SEATTLE (BRAIN) — REI Co-op reported a net loss of $311 million in 2023 with yearly revenues declining 2.4% compared with the previous year.
According to REI, the loss was because of a commitment to increasing hourly pay for employees, providing member rewards, and a $169 million non-cash valuation allowance against its deferred taxes.
The non-cash valuation allowance is a reserve against future tax credits. REI said it will use the majority of the credits when it returns to profitability. REI's net loss in 2022 was $165 million.

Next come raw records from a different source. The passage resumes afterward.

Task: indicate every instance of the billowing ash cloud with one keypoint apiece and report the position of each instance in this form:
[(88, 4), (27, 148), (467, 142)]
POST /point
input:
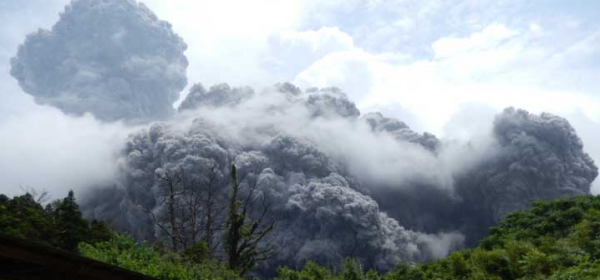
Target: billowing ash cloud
[(320, 200), (538, 157), (347, 185), (343, 184), (112, 58)]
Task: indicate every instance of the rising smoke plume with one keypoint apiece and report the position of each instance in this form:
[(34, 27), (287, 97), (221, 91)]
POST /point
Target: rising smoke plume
[(345, 184), (112, 58)]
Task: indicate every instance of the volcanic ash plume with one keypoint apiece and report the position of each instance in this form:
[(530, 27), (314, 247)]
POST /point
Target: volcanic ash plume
[(538, 157), (319, 201), (112, 58)]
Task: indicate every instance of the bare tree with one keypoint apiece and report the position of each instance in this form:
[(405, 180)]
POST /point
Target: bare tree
[(189, 208), (243, 234)]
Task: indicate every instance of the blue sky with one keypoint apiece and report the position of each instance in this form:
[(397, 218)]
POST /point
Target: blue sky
[(441, 66)]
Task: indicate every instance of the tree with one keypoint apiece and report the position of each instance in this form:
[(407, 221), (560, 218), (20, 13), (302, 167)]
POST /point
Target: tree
[(242, 233), (71, 226), (190, 212)]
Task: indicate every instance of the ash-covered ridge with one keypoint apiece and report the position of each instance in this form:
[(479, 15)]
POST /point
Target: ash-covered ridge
[(112, 58), (331, 210)]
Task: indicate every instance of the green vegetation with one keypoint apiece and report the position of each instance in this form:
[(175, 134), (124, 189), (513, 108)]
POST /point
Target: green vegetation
[(555, 240), (124, 252), (59, 224)]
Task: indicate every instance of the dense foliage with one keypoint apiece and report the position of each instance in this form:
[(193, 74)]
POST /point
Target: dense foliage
[(124, 252), (59, 224), (555, 240)]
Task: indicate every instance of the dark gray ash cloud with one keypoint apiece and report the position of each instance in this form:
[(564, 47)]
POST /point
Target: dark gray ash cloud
[(346, 184), (399, 196), (112, 58)]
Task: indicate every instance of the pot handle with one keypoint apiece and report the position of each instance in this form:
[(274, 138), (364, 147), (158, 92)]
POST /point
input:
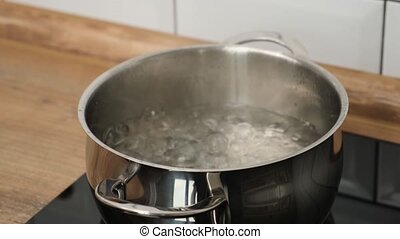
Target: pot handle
[(274, 37), (111, 192)]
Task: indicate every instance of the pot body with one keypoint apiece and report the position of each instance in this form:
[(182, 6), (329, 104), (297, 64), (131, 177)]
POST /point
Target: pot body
[(299, 188)]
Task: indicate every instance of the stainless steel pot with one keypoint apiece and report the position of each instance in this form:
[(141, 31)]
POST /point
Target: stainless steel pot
[(298, 188)]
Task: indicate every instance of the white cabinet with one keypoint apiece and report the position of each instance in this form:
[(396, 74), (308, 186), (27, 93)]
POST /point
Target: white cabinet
[(340, 32), (152, 14), (391, 56)]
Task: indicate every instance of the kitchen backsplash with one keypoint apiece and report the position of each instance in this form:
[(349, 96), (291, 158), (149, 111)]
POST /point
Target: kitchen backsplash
[(358, 34)]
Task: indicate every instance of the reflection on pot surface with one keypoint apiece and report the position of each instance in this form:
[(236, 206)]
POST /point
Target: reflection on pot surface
[(137, 180)]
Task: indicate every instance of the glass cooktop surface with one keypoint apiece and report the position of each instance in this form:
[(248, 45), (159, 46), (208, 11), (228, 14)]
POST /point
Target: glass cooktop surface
[(76, 205)]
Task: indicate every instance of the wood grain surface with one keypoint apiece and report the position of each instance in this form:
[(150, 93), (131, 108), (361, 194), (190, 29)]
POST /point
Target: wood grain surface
[(41, 142), (46, 61)]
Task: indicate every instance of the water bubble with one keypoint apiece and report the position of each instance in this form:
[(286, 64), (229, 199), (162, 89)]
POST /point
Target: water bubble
[(210, 138), (211, 123)]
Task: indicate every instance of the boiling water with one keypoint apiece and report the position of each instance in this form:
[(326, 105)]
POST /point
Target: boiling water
[(229, 137)]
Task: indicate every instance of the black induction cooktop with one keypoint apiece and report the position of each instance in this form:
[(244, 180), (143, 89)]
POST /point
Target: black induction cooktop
[(76, 205)]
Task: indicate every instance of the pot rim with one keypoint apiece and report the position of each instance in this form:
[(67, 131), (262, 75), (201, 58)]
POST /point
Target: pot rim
[(91, 89)]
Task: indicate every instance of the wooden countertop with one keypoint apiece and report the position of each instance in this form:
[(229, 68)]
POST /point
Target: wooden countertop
[(47, 59)]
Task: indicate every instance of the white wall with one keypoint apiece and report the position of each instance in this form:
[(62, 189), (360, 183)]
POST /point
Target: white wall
[(391, 59), (152, 14), (340, 32), (346, 33)]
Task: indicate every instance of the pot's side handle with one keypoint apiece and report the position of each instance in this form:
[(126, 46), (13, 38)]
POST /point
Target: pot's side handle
[(111, 192), (274, 37)]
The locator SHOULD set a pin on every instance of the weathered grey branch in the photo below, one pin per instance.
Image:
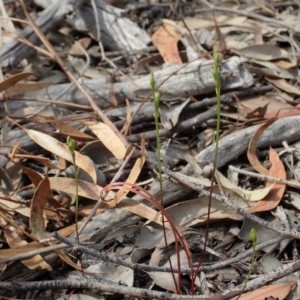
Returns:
(116, 32)
(190, 79)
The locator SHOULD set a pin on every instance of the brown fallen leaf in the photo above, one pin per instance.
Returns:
(273, 198)
(37, 220)
(54, 146)
(109, 139)
(10, 81)
(166, 38)
(14, 240)
(279, 291)
(251, 151)
(254, 195)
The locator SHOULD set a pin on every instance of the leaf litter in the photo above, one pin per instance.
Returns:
(117, 185)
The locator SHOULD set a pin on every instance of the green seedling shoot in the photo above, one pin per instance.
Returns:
(217, 82)
(71, 146)
(156, 97)
(253, 239)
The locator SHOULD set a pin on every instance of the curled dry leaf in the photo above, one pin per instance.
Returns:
(9, 82)
(37, 220)
(26, 87)
(285, 86)
(134, 174)
(54, 146)
(251, 151)
(110, 140)
(274, 197)
(67, 185)
(279, 291)
(14, 240)
(166, 38)
(264, 52)
(66, 130)
(255, 195)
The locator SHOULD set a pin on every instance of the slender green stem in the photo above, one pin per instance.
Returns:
(157, 96)
(71, 146)
(217, 81)
(254, 243)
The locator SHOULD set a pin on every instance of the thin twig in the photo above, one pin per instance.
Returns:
(227, 202)
(265, 177)
(146, 293)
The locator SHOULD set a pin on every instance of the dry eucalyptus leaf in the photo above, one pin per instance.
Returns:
(255, 195)
(264, 52)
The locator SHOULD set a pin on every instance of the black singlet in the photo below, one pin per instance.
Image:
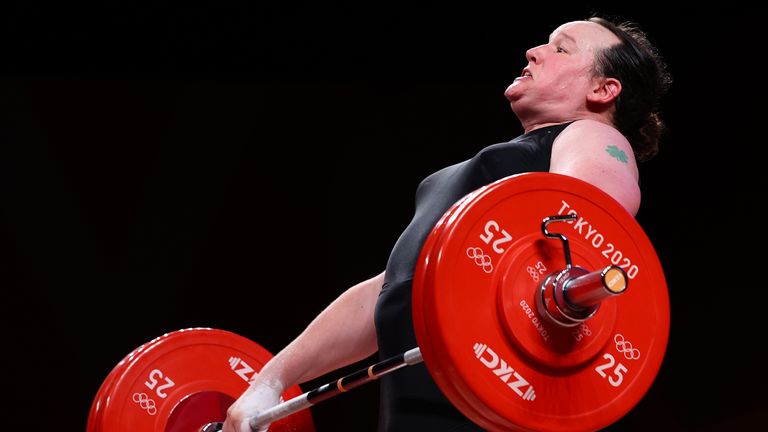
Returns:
(410, 400)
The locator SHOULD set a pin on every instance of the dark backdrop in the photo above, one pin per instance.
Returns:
(238, 166)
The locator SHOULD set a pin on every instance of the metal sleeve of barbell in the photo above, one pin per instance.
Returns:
(331, 389)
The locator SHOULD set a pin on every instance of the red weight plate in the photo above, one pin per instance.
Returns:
(100, 400)
(185, 379)
(487, 346)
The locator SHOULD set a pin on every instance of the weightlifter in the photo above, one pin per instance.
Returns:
(588, 103)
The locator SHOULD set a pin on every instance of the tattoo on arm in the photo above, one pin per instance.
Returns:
(617, 153)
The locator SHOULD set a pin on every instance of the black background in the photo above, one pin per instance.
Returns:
(238, 166)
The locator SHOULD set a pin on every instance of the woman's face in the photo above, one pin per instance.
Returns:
(560, 73)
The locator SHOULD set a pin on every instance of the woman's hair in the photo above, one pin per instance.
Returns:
(644, 79)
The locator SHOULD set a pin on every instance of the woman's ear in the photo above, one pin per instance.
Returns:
(605, 90)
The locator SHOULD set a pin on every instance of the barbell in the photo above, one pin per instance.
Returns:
(538, 304)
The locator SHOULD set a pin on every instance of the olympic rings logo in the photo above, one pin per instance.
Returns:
(145, 403)
(481, 259)
(625, 347)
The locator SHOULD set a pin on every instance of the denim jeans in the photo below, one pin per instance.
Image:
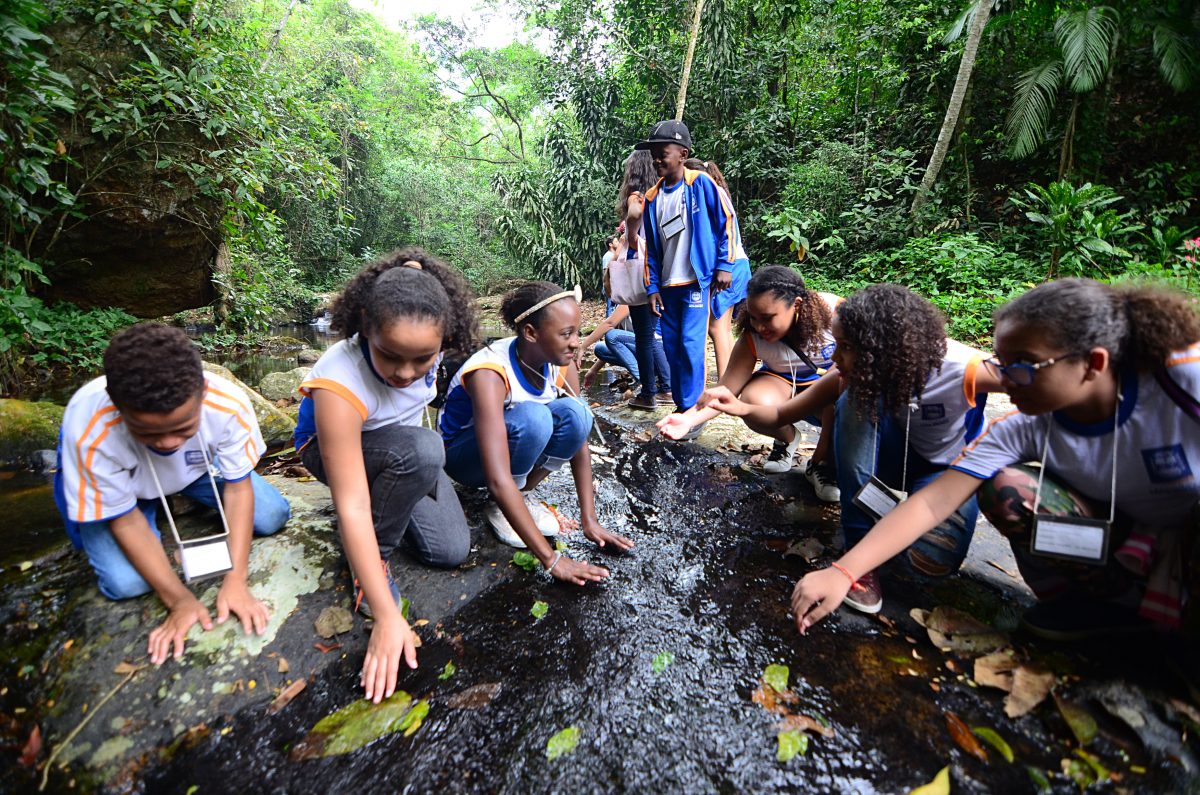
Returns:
(653, 370)
(413, 503)
(937, 553)
(619, 348)
(540, 435)
(117, 577)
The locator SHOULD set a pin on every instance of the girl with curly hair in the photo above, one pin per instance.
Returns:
(912, 400)
(1105, 382)
(787, 328)
(513, 416)
(361, 431)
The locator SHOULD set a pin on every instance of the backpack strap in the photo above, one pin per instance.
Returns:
(1189, 405)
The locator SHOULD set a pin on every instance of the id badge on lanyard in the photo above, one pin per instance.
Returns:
(1074, 538)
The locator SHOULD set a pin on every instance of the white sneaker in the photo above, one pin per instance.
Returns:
(783, 455)
(545, 518)
(823, 482)
(502, 527)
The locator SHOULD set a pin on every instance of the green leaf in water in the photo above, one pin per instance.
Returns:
(995, 741)
(791, 743)
(1039, 778)
(359, 724)
(563, 742)
(525, 560)
(777, 676)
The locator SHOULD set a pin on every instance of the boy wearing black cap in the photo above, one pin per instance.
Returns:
(689, 253)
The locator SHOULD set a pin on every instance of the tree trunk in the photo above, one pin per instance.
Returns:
(687, 61)
(983, 11)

Revenues for 2023 were $3.76 billion, compared with $3.85 billion the previous year. REI added 1.3 million new members, bringing its total to 24 million. REI distributed $57 million in employee retirement and incentives and $200 million through its member rewards program.
REI also released its 2023 impact report, saying it made progress toward reaching its climate goals. Emissions were reduced by 10% compared with 2022, REI said, and 6% lower than in its 2019 baseline year.
In a memo to employees in January, CEO Eric Artz warned of a challenging year ahead, when announcing the layoff of 357 non-retail employees. Last October, REI cut 275 jobs, mostly from retail stores, during a restructuring of store roles. In January 2023, the co-op laid off about 8% of its headquarters' workforce, impacting 167 leaders and employees.